The debtor completed her chapter 13 plan under which she showed her residence to be underwater and, therefore, did not claim a homestead exemption. The motor home creditor was listed in the plan as an unsecured creditor based on a deficiency left over from the pre-petition sale of the debtor’s motor home. Unbeknownst to the debtor, however, shortly before she filed her bankruptcy petition the creditor had sought and obtained a judgment lien in state court for the deficiency. The creditor did not file a claim as a secured creditor. Four years after her bankruptcy discharge the debtor sought to refinance her home and discovered the judgment lien. She reopened the bankruptcy, filing amended schedules and seeking to avoid the lien under section 522(f)(1)(A) as impairing her homestead exemption. The bankruptcy court denied debtor’s motion to avoid the lien stating that the debtor’s lack of equity in the residence precluded her entitlement to the exemption. The court also found prejudice to the creditor in the delayed motion to avoid the lien. On rehearing, the bankruptcy reversed itself and held that equity was not a prerequisite to use of the homestead exemption. Nonetheless, the court went on to find that the debtor’s attempt to use that exemption was simply too late and, therefore, upheld its earlier denial of the motion to avoid the lien.
The Ninth Circuit has stated three requirements for lien avoidance under section 522(f): 1) there must be a lien on debtor’s interest in property, 2) the lien must impair an exemption, and 3) the lien must be a judicial lien. Culver, LLC v. Chiu (In re Chiu), 304 F.3d 905, 908 (9th Cir. 2002). There is no deadline in the Bankruptcy Rules for filing a motion to avoid a lien under this section. In Goswami v. MTC Distrib. (In re Goswami), 304 B.R. 386, 390-91 (B.A.P. 9th Cir. 2003), the BAP for the Ninth Circuit added a fourth requirement that the lien must be listed on the debtor’s bankruptcy schedules. It was this fourth requirement that led to the bankruptcy court’s decision denying the debtor’s motion to avoid the lien.
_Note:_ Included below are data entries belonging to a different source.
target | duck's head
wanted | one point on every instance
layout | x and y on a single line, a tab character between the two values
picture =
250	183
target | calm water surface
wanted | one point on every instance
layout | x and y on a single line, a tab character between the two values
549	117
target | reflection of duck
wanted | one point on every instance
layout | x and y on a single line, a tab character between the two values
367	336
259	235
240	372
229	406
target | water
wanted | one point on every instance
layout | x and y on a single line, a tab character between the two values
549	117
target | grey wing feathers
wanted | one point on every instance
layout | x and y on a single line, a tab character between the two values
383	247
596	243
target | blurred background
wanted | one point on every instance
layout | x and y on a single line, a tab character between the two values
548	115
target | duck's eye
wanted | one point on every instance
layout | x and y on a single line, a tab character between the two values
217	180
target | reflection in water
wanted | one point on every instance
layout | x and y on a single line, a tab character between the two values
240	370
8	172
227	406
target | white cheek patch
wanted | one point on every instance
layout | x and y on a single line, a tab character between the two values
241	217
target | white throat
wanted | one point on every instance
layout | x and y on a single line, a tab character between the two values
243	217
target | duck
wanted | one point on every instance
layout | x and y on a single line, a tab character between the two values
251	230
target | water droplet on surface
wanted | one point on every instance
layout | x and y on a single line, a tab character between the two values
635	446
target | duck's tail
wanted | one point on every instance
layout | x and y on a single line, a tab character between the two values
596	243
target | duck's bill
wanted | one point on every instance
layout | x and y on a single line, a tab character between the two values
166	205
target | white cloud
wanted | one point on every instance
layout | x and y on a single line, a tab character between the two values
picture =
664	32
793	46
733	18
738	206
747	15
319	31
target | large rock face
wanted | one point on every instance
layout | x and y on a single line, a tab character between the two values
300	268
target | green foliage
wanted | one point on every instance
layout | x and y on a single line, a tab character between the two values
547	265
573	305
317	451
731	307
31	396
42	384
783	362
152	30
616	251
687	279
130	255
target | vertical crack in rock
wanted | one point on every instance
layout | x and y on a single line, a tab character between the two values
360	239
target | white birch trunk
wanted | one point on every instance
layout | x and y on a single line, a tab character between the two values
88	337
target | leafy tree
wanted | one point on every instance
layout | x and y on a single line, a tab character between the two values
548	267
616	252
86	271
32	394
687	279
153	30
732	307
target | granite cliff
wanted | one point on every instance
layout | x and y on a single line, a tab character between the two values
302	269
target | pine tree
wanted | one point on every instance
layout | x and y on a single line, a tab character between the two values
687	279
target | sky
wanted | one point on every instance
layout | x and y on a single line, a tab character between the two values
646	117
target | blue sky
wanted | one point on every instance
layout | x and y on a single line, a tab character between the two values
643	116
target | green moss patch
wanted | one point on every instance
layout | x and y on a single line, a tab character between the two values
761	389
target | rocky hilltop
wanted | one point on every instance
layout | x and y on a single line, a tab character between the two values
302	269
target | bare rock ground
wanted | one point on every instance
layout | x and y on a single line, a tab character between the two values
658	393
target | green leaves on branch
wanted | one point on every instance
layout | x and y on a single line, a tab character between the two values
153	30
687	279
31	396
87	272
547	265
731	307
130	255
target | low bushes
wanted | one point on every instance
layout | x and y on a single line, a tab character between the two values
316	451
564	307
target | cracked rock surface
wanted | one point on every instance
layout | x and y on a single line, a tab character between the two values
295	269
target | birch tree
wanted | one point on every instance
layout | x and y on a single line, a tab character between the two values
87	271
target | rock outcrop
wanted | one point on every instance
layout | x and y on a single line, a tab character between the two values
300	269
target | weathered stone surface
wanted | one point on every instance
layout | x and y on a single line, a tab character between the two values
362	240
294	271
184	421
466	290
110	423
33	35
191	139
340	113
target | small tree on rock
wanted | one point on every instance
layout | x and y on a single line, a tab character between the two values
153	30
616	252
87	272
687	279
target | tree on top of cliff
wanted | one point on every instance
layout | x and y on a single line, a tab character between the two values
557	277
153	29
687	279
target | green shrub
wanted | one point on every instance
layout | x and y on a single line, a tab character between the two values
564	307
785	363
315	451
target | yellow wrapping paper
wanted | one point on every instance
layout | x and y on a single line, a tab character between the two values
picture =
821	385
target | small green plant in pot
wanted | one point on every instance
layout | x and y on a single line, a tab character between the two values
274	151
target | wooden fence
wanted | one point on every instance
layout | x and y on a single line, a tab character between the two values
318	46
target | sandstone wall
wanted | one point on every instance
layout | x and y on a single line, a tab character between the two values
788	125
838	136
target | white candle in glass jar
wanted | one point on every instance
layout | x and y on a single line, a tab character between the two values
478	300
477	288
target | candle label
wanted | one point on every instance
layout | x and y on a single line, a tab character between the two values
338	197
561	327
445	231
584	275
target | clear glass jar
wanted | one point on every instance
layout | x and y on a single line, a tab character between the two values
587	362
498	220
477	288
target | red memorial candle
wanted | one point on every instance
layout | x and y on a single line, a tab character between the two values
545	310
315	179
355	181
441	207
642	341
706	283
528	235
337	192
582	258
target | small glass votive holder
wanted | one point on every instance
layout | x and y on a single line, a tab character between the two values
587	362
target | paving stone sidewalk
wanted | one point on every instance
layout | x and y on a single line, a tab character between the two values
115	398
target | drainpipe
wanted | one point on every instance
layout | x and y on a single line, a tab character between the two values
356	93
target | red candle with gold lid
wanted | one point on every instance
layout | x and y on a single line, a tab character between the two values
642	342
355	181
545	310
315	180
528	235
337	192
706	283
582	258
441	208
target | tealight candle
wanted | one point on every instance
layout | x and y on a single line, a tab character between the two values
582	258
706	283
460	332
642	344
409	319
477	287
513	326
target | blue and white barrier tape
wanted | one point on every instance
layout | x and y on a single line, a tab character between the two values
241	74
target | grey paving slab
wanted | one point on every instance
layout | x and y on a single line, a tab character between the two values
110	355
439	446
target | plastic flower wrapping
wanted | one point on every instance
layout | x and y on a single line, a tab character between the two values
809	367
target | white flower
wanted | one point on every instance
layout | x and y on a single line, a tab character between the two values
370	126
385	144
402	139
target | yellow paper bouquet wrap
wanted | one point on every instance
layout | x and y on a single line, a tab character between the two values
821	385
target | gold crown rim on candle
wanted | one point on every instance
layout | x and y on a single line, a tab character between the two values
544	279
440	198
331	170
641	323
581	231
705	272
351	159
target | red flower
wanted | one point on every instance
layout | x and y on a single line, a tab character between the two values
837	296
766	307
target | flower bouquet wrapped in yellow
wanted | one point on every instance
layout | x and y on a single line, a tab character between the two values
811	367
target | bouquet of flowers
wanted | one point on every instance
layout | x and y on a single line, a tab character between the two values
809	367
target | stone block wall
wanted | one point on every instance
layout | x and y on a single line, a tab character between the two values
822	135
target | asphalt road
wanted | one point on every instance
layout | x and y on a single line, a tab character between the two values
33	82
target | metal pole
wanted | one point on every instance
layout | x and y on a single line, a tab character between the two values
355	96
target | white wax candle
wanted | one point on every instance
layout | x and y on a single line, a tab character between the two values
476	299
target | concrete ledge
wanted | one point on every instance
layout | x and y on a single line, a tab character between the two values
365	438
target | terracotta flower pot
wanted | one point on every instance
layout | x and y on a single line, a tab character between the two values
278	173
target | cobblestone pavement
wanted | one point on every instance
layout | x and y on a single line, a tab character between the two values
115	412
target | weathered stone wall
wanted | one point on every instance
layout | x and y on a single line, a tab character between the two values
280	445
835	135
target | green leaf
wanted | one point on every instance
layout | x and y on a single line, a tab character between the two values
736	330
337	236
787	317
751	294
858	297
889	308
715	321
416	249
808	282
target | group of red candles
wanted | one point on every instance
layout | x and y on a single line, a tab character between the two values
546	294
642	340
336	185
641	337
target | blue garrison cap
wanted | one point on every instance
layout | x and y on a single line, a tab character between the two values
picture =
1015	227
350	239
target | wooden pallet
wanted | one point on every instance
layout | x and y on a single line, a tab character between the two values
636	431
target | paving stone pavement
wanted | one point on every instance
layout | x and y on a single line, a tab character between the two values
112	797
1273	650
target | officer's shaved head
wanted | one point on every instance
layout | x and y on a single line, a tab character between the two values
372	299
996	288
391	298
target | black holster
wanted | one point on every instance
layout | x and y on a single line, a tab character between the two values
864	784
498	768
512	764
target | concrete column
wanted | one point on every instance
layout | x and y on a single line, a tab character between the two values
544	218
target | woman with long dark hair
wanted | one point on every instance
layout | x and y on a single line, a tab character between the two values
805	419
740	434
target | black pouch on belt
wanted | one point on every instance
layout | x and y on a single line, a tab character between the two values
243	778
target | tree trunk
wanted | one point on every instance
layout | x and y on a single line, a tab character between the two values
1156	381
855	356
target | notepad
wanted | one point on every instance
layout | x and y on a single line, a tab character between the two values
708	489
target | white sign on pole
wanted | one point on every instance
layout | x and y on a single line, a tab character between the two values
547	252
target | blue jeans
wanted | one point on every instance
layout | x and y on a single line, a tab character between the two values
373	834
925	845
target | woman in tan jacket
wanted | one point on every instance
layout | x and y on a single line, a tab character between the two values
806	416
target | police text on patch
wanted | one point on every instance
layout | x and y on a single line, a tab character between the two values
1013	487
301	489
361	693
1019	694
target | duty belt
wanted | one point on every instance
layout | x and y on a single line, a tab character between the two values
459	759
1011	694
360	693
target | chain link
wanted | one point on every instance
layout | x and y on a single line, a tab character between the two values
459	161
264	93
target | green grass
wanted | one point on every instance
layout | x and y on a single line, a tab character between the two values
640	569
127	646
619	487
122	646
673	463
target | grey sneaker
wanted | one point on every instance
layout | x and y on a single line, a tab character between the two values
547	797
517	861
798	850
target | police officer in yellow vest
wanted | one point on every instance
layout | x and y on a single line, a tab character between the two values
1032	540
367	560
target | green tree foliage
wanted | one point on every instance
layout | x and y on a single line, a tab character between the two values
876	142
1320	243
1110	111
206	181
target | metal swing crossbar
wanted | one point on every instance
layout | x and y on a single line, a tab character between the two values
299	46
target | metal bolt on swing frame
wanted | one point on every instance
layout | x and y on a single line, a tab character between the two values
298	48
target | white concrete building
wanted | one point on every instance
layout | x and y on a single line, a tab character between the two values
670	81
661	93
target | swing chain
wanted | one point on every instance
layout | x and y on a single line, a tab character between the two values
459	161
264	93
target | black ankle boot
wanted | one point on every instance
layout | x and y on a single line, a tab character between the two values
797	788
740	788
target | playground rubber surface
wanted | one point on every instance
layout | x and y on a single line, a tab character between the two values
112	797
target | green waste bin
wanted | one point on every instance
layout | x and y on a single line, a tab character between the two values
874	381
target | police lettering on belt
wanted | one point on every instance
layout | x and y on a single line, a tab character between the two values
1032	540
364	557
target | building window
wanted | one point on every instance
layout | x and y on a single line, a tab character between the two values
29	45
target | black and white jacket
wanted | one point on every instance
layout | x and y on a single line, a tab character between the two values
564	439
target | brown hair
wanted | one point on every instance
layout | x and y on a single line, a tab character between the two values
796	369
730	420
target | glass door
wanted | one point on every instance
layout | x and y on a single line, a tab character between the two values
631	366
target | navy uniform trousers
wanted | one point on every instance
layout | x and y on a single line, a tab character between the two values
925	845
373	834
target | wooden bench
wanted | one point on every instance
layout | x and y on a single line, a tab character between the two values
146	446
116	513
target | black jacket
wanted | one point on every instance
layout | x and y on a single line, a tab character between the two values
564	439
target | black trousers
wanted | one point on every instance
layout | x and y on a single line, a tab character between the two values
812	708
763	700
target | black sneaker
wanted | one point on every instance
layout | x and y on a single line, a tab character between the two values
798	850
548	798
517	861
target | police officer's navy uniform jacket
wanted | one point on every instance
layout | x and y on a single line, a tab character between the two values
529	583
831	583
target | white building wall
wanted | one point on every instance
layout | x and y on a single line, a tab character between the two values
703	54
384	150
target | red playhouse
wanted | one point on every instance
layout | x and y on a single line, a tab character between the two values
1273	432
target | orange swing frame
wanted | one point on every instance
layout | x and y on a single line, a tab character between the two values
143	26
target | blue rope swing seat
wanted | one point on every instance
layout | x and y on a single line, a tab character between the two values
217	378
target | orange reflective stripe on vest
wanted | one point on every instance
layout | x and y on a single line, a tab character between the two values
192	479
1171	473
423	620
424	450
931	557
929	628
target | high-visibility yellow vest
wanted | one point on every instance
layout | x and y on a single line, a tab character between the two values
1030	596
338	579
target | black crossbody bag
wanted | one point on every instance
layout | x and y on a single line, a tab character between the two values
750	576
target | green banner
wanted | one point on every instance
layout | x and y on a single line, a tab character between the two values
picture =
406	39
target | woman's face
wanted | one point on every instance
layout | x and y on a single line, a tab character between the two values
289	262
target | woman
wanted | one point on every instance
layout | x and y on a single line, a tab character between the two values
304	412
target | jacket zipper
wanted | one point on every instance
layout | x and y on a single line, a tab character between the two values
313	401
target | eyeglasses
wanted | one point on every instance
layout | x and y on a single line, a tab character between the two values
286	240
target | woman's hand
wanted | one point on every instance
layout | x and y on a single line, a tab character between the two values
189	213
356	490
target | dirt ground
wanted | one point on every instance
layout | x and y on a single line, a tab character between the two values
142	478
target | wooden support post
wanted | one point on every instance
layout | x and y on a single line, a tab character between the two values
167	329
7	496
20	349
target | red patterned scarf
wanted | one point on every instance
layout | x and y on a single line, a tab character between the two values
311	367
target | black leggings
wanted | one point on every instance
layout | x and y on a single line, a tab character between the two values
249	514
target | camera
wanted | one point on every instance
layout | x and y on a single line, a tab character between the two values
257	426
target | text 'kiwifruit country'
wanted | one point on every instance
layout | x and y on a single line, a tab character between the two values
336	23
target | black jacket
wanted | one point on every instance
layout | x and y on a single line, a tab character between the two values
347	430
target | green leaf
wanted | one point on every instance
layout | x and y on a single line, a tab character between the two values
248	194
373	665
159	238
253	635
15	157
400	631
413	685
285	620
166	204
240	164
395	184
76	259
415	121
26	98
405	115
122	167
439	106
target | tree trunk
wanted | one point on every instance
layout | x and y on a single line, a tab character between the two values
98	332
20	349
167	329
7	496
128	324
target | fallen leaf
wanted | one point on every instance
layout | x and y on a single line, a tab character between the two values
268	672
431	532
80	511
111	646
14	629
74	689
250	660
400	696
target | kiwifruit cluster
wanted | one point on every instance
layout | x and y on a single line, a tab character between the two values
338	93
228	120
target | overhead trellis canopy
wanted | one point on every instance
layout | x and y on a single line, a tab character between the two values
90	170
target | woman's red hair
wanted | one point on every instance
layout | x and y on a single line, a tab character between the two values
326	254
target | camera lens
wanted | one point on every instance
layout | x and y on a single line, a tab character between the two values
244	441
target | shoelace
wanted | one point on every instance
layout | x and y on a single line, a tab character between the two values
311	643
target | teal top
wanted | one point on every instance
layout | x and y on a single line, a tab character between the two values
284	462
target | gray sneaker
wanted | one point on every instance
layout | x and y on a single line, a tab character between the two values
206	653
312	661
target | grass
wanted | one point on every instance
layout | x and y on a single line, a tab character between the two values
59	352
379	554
The BAP in Green likewise relied on Goswami to reach the opposite conclusion. Goswami involved almost identical facts as those set forth in Green and ultimately turned on whether the creditor was prejudiced by the years-long delay in the amendment to the debtor’s schedules to include the lien and the homestead exemption. Relying on Goswami the court in Green found that mere delay does not establish prejudice; there must be economic loss to the creditor and that loss must not be counterbalanced by greater loss to the debtor in denying the avoidance motion. Because the court below evidently based it’s denial of the debtor’s motion on the mere fact of the passage of time, with no showing of loss to the creditor or bad faith on the part of the debtor, the BAP found its decision clearly erroneous. Furthermore, the court found that an impairment to the exemption may be established even where the debtor claims the exemption amount as “$0.00” because to find otherwise would simply be another way of stating that the debtor must have equity in the home before he or she can claim an exemption and the court rejected this notion.